Nel Paese è poi schierata la PSDC Sahel Mali, che “sostiene gli sforzi dello Stato maliano volti a garantire l’ordine costituzionale e democratico, ad attuare le condizioni per una pace duratura e a mantenere la sua autorità su tutto il territorio”.

Attiva anche la EUCAP Sahel Mali, una missione civile dell’Unione europea con base a Bamako. La missione mette a disposizione della polizia, della gendarmeria e della guardia nazionale del Mali, oltre che dei Ministeri interessati, “esperte ed esperti in materia di formazione e consulenza strategica per sostenere la riforma del settore della sicurezza”. Secondo il sito web collegato “la missione è anche un elemento centrale della strategia regionale dell’UE per la sicurezza e lo sviluppo nel Sahel”.
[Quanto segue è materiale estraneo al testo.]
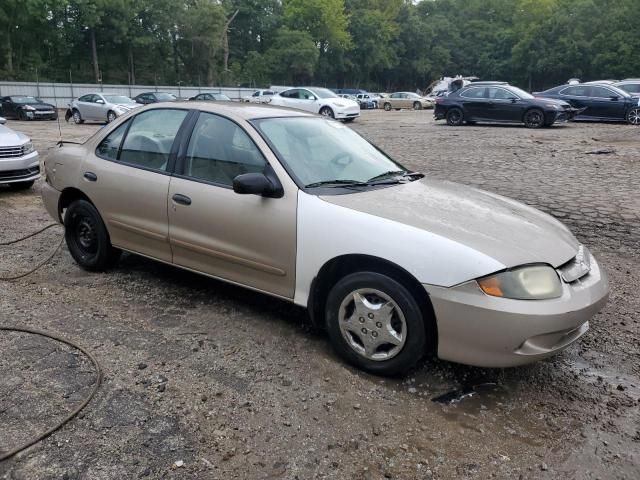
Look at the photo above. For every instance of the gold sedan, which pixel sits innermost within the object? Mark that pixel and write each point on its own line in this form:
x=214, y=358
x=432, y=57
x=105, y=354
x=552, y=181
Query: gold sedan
x=400, y=100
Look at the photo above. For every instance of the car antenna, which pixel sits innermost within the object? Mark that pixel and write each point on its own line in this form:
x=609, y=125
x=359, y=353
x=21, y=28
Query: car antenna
x=55, y=101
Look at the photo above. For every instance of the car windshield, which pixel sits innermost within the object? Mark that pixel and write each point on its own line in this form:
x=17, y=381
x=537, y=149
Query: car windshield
x=118, y=99
x=317, y=150
x=25, y=100
x=165, y=96
x=324, y=93
x=521, y=93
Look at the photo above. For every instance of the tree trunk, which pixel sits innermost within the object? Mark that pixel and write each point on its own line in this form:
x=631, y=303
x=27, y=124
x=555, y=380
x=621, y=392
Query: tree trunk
x=94, y=55
x=132, y=67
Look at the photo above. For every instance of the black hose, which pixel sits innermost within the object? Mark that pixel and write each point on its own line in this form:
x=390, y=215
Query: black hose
x=98, y=381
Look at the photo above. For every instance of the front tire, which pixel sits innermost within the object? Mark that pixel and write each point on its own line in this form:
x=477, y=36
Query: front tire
x=633, y=117
x=87, y=237
x=455, y=117
x=375, y=323
x=534, y=118
x=327, y=112
x=77, y=118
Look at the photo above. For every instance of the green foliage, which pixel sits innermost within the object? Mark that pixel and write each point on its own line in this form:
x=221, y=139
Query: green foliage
x=377, y=44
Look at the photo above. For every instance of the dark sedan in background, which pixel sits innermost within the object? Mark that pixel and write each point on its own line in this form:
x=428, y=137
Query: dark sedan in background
x=155, y=97
x=601, y=101
x=500, y=102
x=23, y=107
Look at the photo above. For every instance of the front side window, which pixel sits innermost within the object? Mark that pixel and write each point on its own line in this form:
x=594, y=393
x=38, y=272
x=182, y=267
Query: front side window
x=150, y=138
x=318, y=150
x=220, y=150
x=109, y=147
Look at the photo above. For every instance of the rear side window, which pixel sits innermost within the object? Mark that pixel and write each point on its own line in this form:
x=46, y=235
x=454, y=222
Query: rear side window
x=109, y=147
x=150, y=138
x=220, y=150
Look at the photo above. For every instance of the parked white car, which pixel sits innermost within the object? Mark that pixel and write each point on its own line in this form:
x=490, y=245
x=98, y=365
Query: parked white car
x=19, y=164
x=318, y=100
x=100, y=107
x=259, y=96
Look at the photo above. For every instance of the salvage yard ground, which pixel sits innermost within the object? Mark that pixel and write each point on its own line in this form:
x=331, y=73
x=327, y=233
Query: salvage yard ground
x=207, y=380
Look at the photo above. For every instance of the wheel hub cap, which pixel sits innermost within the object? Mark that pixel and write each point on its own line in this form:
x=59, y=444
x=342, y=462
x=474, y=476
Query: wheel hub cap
x=372, y=324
Nel 2016 il centro di ricerca CAR (Conflict armament research) ha mappato le migliaia di armi arrivate in Africa dopo la disfatta libica. Nel documento si legge che molte di queste sono arrivate in Mali alimentando la guerra interna tra il 2012 e il 2015. Più documenti sottolineano che gli arsenali di Gheddafi, dopo la sua caduta, sono diventati fonte per i traffici illeciti anche dell’Africa occidentale. Migliaia di cartucce, con destinazione Mali, sono state sequestrate in Niger.

In questo contesto di incertezza il Paese si prepara alle elezioni presidenziali. Il presidente del Mali Ibrahim Boubacar Keita si è ufficialmente candidato per le elezioni del 29 luglio, dove correrà per una coalizione che raggruppa circa settanta partiti politici.
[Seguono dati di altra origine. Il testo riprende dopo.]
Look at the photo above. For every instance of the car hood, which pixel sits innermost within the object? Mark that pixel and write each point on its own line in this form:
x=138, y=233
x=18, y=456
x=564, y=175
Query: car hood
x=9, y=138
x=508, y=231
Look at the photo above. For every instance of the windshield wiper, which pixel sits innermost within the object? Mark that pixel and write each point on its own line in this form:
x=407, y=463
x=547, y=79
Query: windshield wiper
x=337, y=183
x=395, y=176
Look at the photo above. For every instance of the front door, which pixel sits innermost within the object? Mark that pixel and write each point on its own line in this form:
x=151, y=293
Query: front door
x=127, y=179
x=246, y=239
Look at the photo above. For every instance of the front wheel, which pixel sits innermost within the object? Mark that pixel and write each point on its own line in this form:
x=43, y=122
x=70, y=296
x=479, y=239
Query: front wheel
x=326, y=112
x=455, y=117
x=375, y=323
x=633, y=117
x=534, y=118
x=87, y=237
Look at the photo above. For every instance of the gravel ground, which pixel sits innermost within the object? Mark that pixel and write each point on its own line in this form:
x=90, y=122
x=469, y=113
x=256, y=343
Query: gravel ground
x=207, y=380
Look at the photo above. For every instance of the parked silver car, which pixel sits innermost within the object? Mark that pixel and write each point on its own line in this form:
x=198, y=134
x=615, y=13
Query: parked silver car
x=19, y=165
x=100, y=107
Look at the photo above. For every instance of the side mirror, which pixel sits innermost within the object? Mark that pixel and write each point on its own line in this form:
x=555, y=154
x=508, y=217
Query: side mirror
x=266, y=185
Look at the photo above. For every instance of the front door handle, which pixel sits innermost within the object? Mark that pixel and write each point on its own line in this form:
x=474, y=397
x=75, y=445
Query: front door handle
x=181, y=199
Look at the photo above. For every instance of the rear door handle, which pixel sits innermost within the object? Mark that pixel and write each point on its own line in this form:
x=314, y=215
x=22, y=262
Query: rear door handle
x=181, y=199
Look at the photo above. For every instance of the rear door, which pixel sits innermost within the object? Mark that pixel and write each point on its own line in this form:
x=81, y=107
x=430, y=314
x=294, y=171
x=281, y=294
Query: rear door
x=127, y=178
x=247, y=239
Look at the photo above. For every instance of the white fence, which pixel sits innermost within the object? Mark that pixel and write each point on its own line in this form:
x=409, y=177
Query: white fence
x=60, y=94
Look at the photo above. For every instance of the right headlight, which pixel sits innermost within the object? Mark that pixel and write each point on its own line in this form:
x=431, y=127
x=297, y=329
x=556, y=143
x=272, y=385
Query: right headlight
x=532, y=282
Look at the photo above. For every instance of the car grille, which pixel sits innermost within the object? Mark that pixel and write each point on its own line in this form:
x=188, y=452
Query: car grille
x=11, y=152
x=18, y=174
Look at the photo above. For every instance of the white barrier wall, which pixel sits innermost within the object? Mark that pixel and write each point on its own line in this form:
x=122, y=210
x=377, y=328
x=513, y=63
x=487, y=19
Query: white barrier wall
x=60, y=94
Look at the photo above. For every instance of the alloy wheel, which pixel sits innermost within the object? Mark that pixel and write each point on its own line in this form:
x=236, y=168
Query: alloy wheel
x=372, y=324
Ha invece fatto un passo indietro Dioncounda Traoré, che avrebbe dovuto rappresentare Adema (Alleanza per la democrazia in Mali), la terza forza politica del Paese.

Niger, il crocevia

Il Niger, come il Mali, è un Paese abituato a vedere in giro per le proprie città un gran numero di militari. Francia e Stati Uniti sono presenti in varie forme, dai droni ai militari che stazionati in zone strategiche del Paese. Ad esempio dove passano e transitano i migranti. In Niger è poi schierata la missione europea EUCAP Sahel Niger, che “sostiene la lotta alla criminalità organizzata e al terrorismo in Niger”.

In effetti il traffico in Sahel ha come snodo il Niger. Esseri umani, droga e armi, soprattutto quelle leggere, sono i protagonisti di questo smercio.Il Niger è diventata la via principale del traffico di esseri umani dopo il caos libico. Secondo l’Europa la tratta di esseri umani è una minaccia per la stabilità del Paese.
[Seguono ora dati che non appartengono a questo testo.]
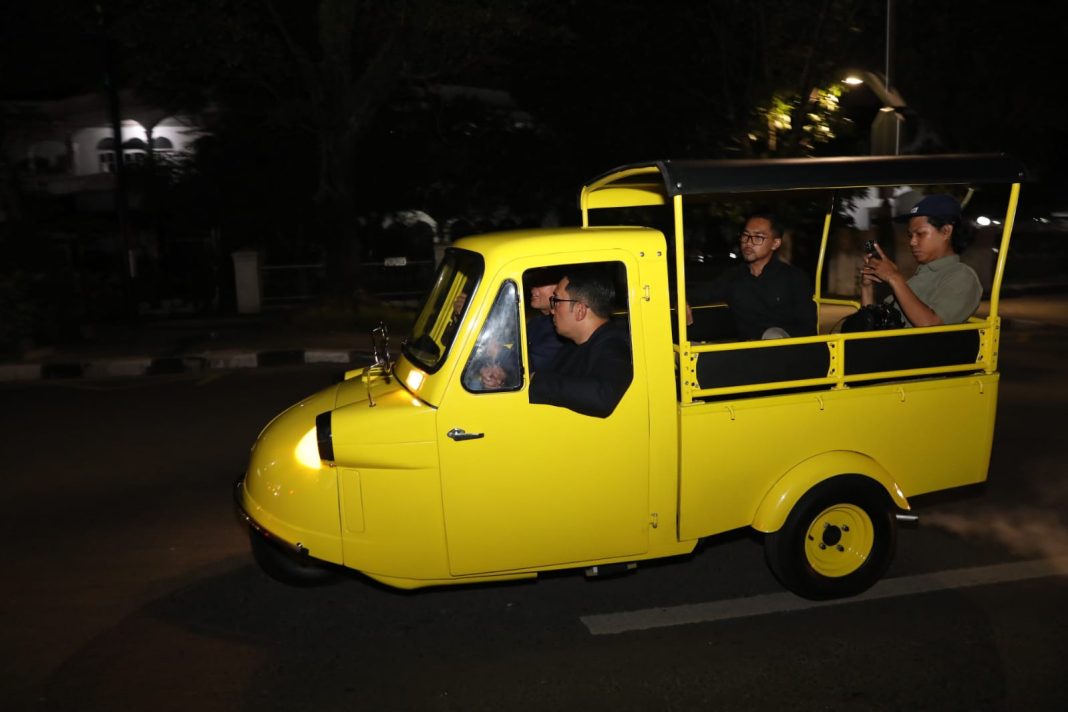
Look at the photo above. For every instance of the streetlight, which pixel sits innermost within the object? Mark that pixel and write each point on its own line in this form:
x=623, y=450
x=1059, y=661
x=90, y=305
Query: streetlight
x=886, y=127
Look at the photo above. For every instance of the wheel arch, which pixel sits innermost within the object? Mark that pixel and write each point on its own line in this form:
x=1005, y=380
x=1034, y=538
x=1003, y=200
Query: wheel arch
x=788, y=489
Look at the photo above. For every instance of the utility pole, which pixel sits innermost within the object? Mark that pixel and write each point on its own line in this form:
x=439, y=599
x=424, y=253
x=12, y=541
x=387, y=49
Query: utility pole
x=121, y=193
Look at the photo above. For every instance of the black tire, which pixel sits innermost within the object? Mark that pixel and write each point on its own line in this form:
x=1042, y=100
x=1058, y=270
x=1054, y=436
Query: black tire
x=287, y=567
x=837, y=540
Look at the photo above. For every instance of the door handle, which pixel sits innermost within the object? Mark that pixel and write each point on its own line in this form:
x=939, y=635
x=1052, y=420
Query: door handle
x=459, y=433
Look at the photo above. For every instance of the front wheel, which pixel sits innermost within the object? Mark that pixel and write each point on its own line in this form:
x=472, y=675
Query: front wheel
x=286, y=567
x=836, y=541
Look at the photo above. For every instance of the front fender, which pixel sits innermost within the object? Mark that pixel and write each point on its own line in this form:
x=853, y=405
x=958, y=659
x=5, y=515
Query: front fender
x=788, y=489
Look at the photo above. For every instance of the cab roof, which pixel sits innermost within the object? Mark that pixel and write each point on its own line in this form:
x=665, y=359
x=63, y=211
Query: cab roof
x=652, y=183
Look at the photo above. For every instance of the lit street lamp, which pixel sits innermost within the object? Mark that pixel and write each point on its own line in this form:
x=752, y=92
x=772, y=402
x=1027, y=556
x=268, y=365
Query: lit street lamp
x=886, y=127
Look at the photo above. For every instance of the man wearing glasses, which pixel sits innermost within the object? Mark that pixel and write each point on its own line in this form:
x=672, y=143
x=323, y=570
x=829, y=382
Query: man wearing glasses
x=768, y=298
x=593, y=369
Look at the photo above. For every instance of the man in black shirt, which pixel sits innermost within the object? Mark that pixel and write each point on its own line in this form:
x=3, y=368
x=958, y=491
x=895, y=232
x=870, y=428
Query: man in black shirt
x=768, y=298
x=592, y=370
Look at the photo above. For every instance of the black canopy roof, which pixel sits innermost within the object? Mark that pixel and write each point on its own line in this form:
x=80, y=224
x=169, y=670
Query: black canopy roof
x=694, y=177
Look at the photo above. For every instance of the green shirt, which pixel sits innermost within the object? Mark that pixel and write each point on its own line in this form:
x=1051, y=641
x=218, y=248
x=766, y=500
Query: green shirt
x=946, y=285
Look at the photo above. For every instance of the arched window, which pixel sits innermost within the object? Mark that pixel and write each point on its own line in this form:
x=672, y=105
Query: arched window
x=106, y=154
x=134, y=151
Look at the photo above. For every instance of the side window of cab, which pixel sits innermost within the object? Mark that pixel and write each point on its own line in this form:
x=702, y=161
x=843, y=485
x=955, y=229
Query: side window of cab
x=495, y=364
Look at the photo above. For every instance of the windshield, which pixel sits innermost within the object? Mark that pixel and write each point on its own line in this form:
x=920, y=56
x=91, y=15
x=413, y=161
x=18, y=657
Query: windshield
x=443, y=310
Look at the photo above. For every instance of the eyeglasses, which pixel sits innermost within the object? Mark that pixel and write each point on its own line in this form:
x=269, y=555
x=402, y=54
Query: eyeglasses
x=755, y=238
x=553, y=300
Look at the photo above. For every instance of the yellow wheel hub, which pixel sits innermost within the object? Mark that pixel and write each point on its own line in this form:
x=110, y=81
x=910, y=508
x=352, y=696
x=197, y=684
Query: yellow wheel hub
x=839, y=540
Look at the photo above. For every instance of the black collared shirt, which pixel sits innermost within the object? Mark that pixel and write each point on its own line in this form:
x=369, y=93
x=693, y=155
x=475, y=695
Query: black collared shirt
x=589, y=378
x=780, y=297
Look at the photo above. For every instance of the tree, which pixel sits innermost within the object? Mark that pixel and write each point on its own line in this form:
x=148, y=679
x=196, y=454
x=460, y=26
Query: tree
x=314, y=73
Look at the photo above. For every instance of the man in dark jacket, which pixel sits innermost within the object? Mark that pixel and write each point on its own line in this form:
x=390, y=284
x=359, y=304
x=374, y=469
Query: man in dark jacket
x=768, y=298
x=592, y=370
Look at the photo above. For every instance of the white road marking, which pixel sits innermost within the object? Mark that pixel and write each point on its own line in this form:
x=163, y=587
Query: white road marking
x=611, y=623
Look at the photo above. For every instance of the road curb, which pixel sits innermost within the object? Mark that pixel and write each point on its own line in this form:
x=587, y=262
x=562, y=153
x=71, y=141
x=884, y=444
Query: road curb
x=139, y=366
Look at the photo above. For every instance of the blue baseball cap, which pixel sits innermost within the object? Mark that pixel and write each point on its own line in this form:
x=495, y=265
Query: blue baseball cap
x=938, y=205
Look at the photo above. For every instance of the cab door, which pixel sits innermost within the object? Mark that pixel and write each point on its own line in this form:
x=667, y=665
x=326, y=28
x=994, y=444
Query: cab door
x=527, y=486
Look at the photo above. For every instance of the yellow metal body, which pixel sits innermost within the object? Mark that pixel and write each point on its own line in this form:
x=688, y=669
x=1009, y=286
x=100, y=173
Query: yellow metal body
x=544, y=488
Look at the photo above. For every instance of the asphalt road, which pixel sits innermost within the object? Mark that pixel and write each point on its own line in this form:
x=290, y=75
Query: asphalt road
x=128, y=584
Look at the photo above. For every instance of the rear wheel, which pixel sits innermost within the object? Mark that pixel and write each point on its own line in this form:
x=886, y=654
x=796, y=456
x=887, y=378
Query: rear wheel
x=288, y=567
x=836, y=541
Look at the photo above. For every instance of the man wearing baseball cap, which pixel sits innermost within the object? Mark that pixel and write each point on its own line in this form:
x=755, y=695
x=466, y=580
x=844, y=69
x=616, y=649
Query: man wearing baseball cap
x=943, y=289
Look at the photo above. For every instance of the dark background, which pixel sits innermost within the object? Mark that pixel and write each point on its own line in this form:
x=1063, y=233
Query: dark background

Per questo il 13 dicembre 2017 è nata da un accordo tra Italia-Francia-Germania (e definita ufficialmente, “il primo sviluppo di una concreta strategia di difesa europea”) la missione in Niger. Scopo della missione sarebbe quello di combattere il traffico di migranti diretto in Libia e addestrare le forze armate e di polizia locali. Altro compito sarebbe poi quello di controllare un’area strategica al confine con la Libia, operando dalla base avanzata francese di Madama.

La missione è stata annunciata al termine del G5 Sahel, un incontro che si è tenuto a Parigi tra i capi di stato e di governo di Francia, Germania e Italia e quelli dei cinque paesi del Sahel, ma Niamey per due volte ne ha fermato la preparazione affermando che il suo Paese non ne era a conoscenza.

Il Niger, assieme ai Paesi dell’Ecowas (Economic Community of West African States)  ha attivato un’apposita convenzione sulle Salw, le armi di piccolo calibro e leggere, divenuta esecutiva dal settembre 2009.

Il  documento “Misurare flussi illeciti di armi: Niger” redatto dal Global Partership in small arms, ha esaminato i flussi illeciti di armi in Niger nel contesto degli Obiettivi di sviluppo sostenibile (SDG) delle Nazioni Unite. L’obiettivo 16.4 considera infatti “i flussi illeciti di armi come impedimento allo sviluppo sostenibile e invita gli Stati a raggiungere una significativa riduzione di tali flussi”.

Il documento rileva che negli ultimi anni il Niger è servito come rotta di transito per le armi che circolano nella regione. Ma ci sarebbero anche delle buone notizie. Secondo la rilevazione del documento, il governo sta lavorando per migliorare la situazione, anche se i dati non sono abbastanza completi per valutare i progressi compiuti nell’attuazione dell’obiettivo. L’Italia è coinvolta nella missione militare ma l’invio di soldati, votato dal parlamento nel gennaio 2018, si è fermato per la netta opposizione del governo nigerino.